Additionally, the migration assays revealed that microplastic exposure enhanced VSMC movement, a process linked to atherosclerosis. Cells exposed to microplastics, especially degraded polystyrene, showed increased migration, suggesting a shift toward a disease-associated phenotype.

Immunofluorescence analysis further confirmed these changes, where α-smooth muscle actin levels were observed to have decreased, and galectin-3 and RUNX-2 were upregulated.

These markers indicated that microplastics drive a transition from a healthy contractile state to a synthetic phenotype prone to vascular inflammation and calcification.

Most notably, microplastics activated the inflammasome complex, pointing to a heightened inflammatory response, a known contributor to cardiovascular diseases such as atherosclerosis.

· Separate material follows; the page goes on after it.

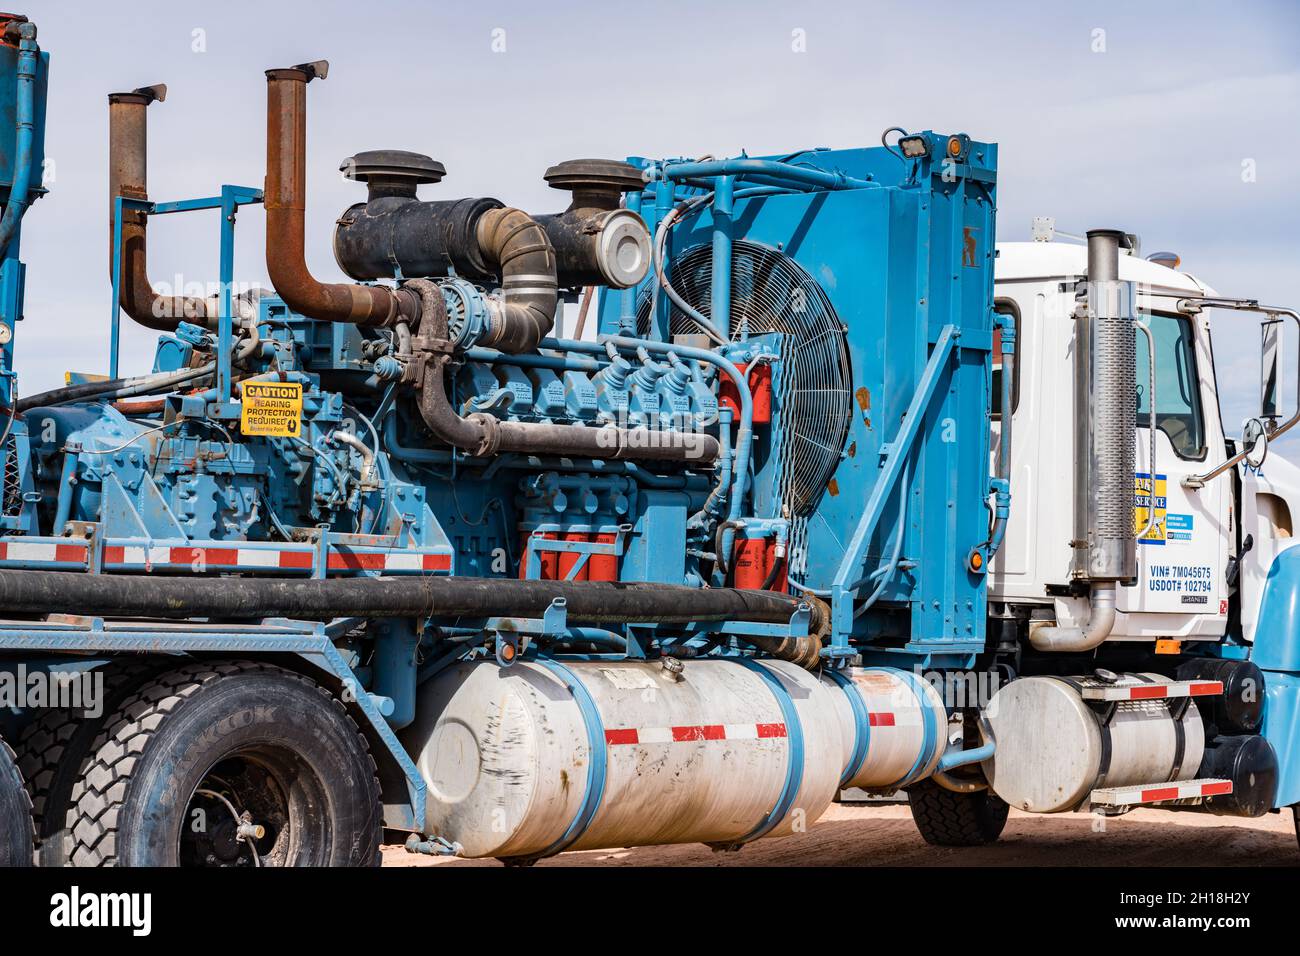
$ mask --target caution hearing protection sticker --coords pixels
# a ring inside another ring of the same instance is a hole
[[[242,392],[243,434],[293,438],[302,431],[301,382],[245,382]]]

Aged microplastics intensified these effects, suggesting that environmentally weathered plastics may pose an even greater risk.

Overall, the study provided strong evidence that microplastics not only infiltrate the human vascular system but also actively contribute to cellular damage and inflammation, increasing the risk of cardiovascular disease.

Conclusions

To conclude, the findings showed that microplastics are more than just an environmental hazard — they may pose a serious threat to heart health.

This study highlighted how microplastics, particularly from food packaging, can trigger harmful changes in vascular cells, potentially leading to atherosclerosis and other cardiovascular conditions.

With plastic pollution on the rise, understanding and mitigating its health effects should be a priority for both researchers and policymakers.